You got Peanut and JoJo safely to their vet appointment and gathered a lot of important information while you were there.

JoJo is now being treated for the mites (as is Peanut) and JoJo's case is very mild and is something easily cured.

Budgies are very forgiving and although you may have to start over from square one with taming, with time and patience both of them will definitely trust you again. :hug:

I'm glad you took them when you did and they are both very fortunate to have you as their Mom.*


----------



## Blingy (Feb 26, 2018)

Thank you, but I should've listened to my overprotective, worrying side. I felt so horrible for my tiny babies as they fought to try to escape from the vet. I'm dreading next weeks appointment but I've just ordered a new carrier that I'm hoping I'll be able to get them used to. It'd be wonderful if I could at least take the stress of being caught and forced into a carrier off the table. I originally was trying to catch them while they were inside their cage, but their cage is very tall, and unfortunately has a full length door. They both took the opportunity to escape while I was trying to catch them. The first impression the vet got of us, was a phone call from me to say I'd be late because I can't catch my birds. We almost had to cancel altogether, since we had one of the last appointments of the day. Anyway, Peanut and JoJo were very happy to get home and into their own, safe cage and they've pretty much been cuddled up together since. Just before, they did come over to the side of the cage that's near my chair to have a little chat so I'm hoping they were saying nice things to me and not how mean I am and how much they plan on making me pay for today's 'adventure'. 


Sent from my iPad using Tapatalk


----------



## Hunterkat (Mar 29, 2017)

I know how you feel... I’ve had to catch Niko several times to get him into his travel carrier for a vet visit or to head home.
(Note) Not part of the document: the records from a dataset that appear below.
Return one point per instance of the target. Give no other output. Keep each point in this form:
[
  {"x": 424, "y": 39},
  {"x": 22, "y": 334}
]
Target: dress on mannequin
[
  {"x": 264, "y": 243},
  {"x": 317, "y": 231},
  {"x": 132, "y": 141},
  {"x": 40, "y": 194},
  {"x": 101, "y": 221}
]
They’ll forgive you, I promise.


----------



## Blingy (Feb 26, 2018)

I'm a worrier when it comes to my pets. It's so hard as we can't tell them what we are doing and why. Anyway, when I got up this morning and uncovered the cage, both birds happily jumped over to the perch near me and started chirping as they usually do. They lined up waiting for their veggies and eagerly hopped into them. I'm interested to see how out of cage time goes later on. I'm hoping they'll interact with me the way they usually do and won't avoid me. If they hide out up on the ceiling fans I'm in real trouble! 


Sent from my iPad using Tapatalk


----------



## FaeryBee (May 9, 2011)

*Good luck with the out-of-cage time today.
Let us know how it goes!*


----------



## Goldenwing (Oct 4, 2017)

I am sorry you have had such a tough time. You are a great bird mom. I know it is traumatic for both the birds and the owner to catch them, but they seem to be getting over it somewhat already. Hopefully it will continue that way. :fingerx:


----------



## Jesska (Apr 24, 2018)

Great job getting through it all! Keep us updated on how they do today and how the mite treatment goes!


----------



## Blingy (Feb 26, 2018)

Well, they've just gone back into their cage after a good 4+ hours out. I'm so pleased to report that it went better than I expected. Both Peanut and JoJo immediately flew out of the cage as soon as I opened the door. I was worried they wouldn't want to come out at all, or would at least be very wary after yesterday. They had loads of fun playing, and even explored some areas of the room they hadn't checked out yet. They spent a lot more time on their play gym today too, rather than playing up on the ceiling fan or the curtain rail. Getting them back into their cage wasn't at all traumatic either. I just offered them their sprouts as usual and slowly used the plate to lead them into the cage. While they were out, I rearranged their cage a little and added a few extra things, so they're currently busy checking all that out. 

Overall, I am so relieved that they seem to be their happy selves and unaffected from their ordeal yesterday. Let's hope the capture for next weeks appointment goes a lot better.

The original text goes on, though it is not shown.